Within 2 weeks of treatment, he had marked improvement of facial and ear swelling, as well as improvement of hand and feet swelling and pain.
Discussion
Leprosy is a chronic infectious disease caused by Mycobacterium leprae, primarily affecting the skin and peripheral nerves. The diagnosis of leprosy is often challenging, as there is a wide array of clinicopathological manifestations based on the host immune response.1 Clinically, leprosy in reaction can resemble urticaria, and leprosy can cause a secondary asteatosis or xerosis, which may mimic eczema. The clinical features of leprosy are often determined by the host response to leprosy bacilli, where patients with tuberculous leprosy demonstrate T-cell immunity and delayed-type hypersensitivity to M. leprae, while patients with lepromatous leprosy exhibit abundant antibody-mediated inflammatory responses but minimal T-cell responses.1
The Pfizer-BioNTech BNT162b2 vaccine contains lipid nanoparticle-formulated, nucleoside-modified RNA, which encodes for the SARS-CoV-2 spike protein.2 This triggers an immunologic response, leading to the formation of SARS-CoV-2 neutralizing antibodies.3 The vaccine can generate significant titres of neutralizing antibodies and upregulate T-cell responses within 2 to 4 weeks of inoculation. To trigger adaptive immunity, a vaccine requires both a pathogen-specific immunogen and an adjuvant to stimulate the innate immunity that provides the cellular signals required for T-cell activation. The Pfizer-BioNTech messenger RNA (mRNA) serves as both the immunogen and adjuvant upon entry into dendritic cells, leading to cellular activation and production of type 1 interferon and other inflammatory mediators, which prime differentiation of CD4 and CD8 effector T cells with production of CD4+ follicular helper T cells that promote differentiation of B cells into antibody-secreting plasma cells.3 Studies have shown that vaccination can induce production of neutralizing antibodies for several months.4
Delayed large local reactions to the Moderna mRNA vaccine were reported in a case series of 12 patients, proposed to be delayed-type or T cell-mediated hypersensitivity reaction.5 This process is similar to the immune reconstitution inflammatory syndrome seen in HIV patients following immune reconstitution mediated by upregulated CD4+ and CD8+ T-cell responses with anti-retroviral therapy. Similar paradoxical response with worsening of symptoms related to infections may be observed in non-HIV infected patients following cessation of immunosuppressive medications.6,7
Clinically, our patient did not have fever, myalgias, or malaise.
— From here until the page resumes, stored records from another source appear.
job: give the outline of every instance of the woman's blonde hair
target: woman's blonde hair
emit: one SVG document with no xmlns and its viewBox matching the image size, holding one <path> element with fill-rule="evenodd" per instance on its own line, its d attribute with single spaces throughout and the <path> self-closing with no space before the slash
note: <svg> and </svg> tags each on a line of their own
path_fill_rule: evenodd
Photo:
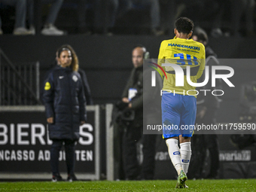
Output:
<svg viewBox="0 0 256 192">
<path fill-rule="evenodd" d="M 72 47 L 71 47 L 69 44 L 63 44 L 57 50 L 58 58 L 59 58 L 60 53 L 64 50 L 70 50 L 71 56 L 72 57 L 72 61 L 71 62 L 70 68 L 72 68 L 73 71 L 78 72 L 79 68 L 78 57 Z"/>
</svg>

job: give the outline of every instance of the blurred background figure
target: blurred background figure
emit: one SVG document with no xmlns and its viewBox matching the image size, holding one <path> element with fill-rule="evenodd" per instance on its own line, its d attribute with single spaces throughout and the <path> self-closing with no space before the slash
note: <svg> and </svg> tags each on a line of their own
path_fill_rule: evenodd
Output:
<svg viewBox="0 0 256 192">
<path fill-rule="evenodd" d="M 209 66 L 209 74 L 212 74 L 212 66 L 218 65 L 217 60 L 217 55 L 213 50 L 208 44 L 208 35 L 205 30 L 200 27 L 196 27 L 192 35 L 192 38 L 194 41 L 202 43 L 206 47 L 206 66 Z M 204 76 L 204 75 L 202 75 Z M 198 82 L 203 82 L 204 77 L 202 77 Z M 203 90 L 212 90 L 212 81 L 203 87 Z M 221 81 L 217 81 L 215 90 L 221 90 Z M 197 99 L 197 119 L 196 123 L 211 125 L 216 123 L 217 111 L 220 107 L 221 99 L 216 96 L 212 94 L 199 94 Z M 192 155 L 191 163 L 193 166 L 190 169 L 197 167 L 197 170 L 190 171 L 191 177 L 200 178 L 206 177 L 207 178 L 216 178 L 218 174 L 219 169 L 219 146 L 218 141 L 218 136 L 215 134 L 203 134 L 203 135 L 194 135 L 194 139 L 193 139 L 192 146 L 194 148 L 197 148 L 199 155 L 197 154 Z M 209 157 L 206 157 L 209 151 Z M 197 152 L 196 152 L 197 153 Z M 209 172 L 203 175 L 204 170 L 203 163 L 207 159 L 210 160 L 210 166 Z M 197 166 L 196 166 L 197 165 Z"/>
<path fill-rule="evenodd" d="M 86 101 L 78 70 L 78 59 L 69 45 L 57 50 L 58 66 L 45 81 L 44 103 L 50 139 L 52 181 L 62 181 L 59 171 L 59 155 L 65 146 L 67 181 L 77 181 L 75 169 L 75 148 L 78 141 L 80 125 L 87 120 Z"/>
<path fill-rule="evenodd" d="M 35 17 L 34 17 L 34 0 L 27 0 L 29 5 L 29 29 L 33 34 L 35 34 Z M 49 14 L 47 17 L 44 28 L 41 33 L 44 35 L 62 35 L 64 32 L 58 29 L 55 26 L 55 21 L 57 18 L 59 11 L 62 5 L 63 0 L 41 0 L 41 3 L 50 5 Z"/>
<path fill-rule="evenodd" d="M 26 0 L 0 0 L 0 6 L 6 5 L 15 7 L 15 25 L 14 35 L 32 35 L 32 32 L 26 28 Z M 0 35 L 3 34 L 2 29 L 2 20 L 0 18 Z"/>
</svg>

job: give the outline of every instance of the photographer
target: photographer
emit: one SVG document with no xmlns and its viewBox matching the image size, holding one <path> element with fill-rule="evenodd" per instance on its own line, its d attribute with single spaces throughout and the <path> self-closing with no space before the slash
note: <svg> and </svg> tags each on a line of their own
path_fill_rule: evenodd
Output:
<svg viewBox="0 0 256 192">
<path fill-rule="evenodd" d="M 142 45 L 136 46 L 132 53 L 134 68 L 122 95 L 122 119 L 123 133 L 122 141 L 123 170 L 126 180 L 153 179 L 154 169 L 154 135 L 143 135 L 143 59 L 148 52 Z M 126 107 L 125 107 L 126 105 Z M 138 145 L 143 145 L 143 163 L 140 172 L 138 160 Z M 150 148 L 150 150 L 147 150 Z"/>
</svg>

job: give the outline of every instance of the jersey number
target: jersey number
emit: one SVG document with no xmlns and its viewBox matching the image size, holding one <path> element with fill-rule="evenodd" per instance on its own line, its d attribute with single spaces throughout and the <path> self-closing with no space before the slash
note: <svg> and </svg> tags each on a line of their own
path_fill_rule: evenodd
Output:
<svg viewBox="0 0 256 192">
<path fill-rule="evenodd" d="M 183 53 L 176 53 L 174 54 L 174 57 L 179 57 L 180 59 L 177 60 L 177 62 L 180 63 L 178 65 L 181 65 L 181 66 L 184 66 L 186 64 L 186 61 L 187 61 L 187 65 L 193 65 L 193 62 L 194 63 L 195 66 L 198 65 L 198 62 L 197 62 L 197 58 L 196 56 L 194 56 L 193 60 L 191 59 L 191 56 L 189 54 L 186 54 L 187 56 L 187 59 L 185 60 L 184 59 L 184 54 Z"/>
</svg>

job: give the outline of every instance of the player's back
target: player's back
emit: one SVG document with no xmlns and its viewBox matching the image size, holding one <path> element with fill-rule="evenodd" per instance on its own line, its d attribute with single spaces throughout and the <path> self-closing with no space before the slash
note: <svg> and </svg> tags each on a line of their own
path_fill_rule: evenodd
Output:
<svg viewBox="0 0 256 192">
<path fill-rule="evenodd" d="M 160 48 L 158 64 L 172 63 L 178 65 L 184 70 L 184 86 L 175 86 L 175 73 L 172 67 L 163 67 L 166 72 L 167 80 L 163 81 L 163 90 L 173 90 L 176 93 L 184 93 L 184 90 L 195 90 L 187 81 L 186 67 L 190 67 L 190 80 L 196 83 L 197 80 L 202 75 L 205 67 L 205 47 L 203 44 L 193 39 L 184 39 L 175 38 L 173 39 L 162 41 Z M 181 94 L 181 93 L 180 93 Z M 183 94 L 183 93 L 182 93 Z M 185 95 L 186 93 L 184 93 Z"/>
</svg>

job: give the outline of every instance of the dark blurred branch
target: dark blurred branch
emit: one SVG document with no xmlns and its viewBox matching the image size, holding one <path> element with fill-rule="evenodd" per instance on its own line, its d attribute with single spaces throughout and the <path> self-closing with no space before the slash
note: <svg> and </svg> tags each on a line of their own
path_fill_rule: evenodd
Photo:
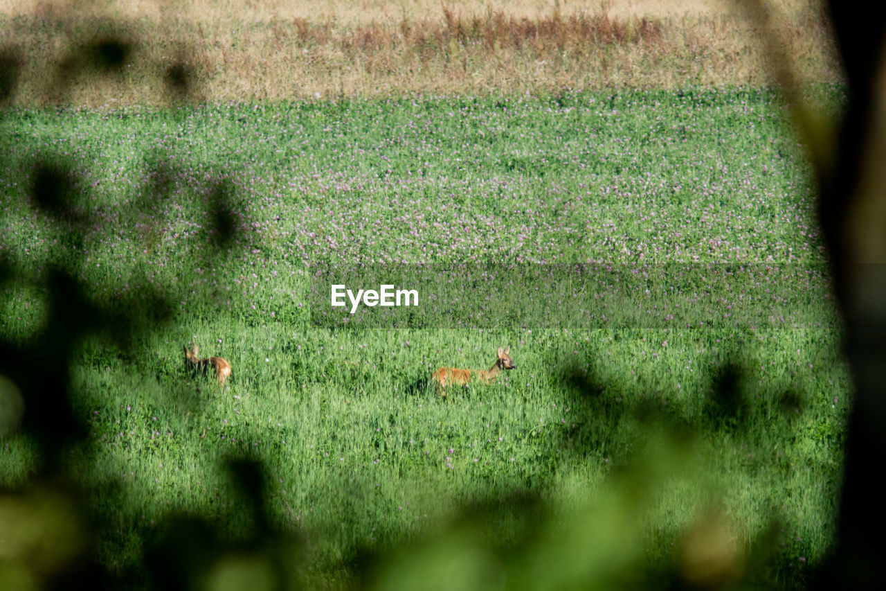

He had no lesions of erythema nodosum or systemic symptoms. He was therefore clinically diagnosed as having a type 1 leprosy reaction. In type 1 leprosy reaction, there is a hypersensitivity reaction to M. leprae that is clinically characterized by urticarial swelling of leprosy skin lesions. Hand edema, observed in our patient, may occur in both type 1 reactions8 and type 2 leprosy reactions. Type 1 reactions represent the most common form of reaction and are usually seen in borderline leprosy and triggered by therapies, comorbidities, and pregnancy.9 The underlying pathophysiological basis of type 1 leprosy reaction is related to T cell-mediated inflammatory responses toward M. leprae.1
mRNA vaccination has been shown to elicit T-cell responses early on, and early T-cell and binding antibody responses are associated with COVID-19 RNA vaccine efficacy onset of vaccine effect.10 Therefore, it is plausible that T-cell mediated immune upregulation elicited by the COVID-19 vaccine may result in a type 1 leprosy reaction. However, the exact pathophysiological basis of this heightened immunologic response leading to unmasking of leprosy remains to be elucidated.
Conflicts of interest
None disclosed.
Footnotes
Funding sources: None.
IRB approval status: Not applicable.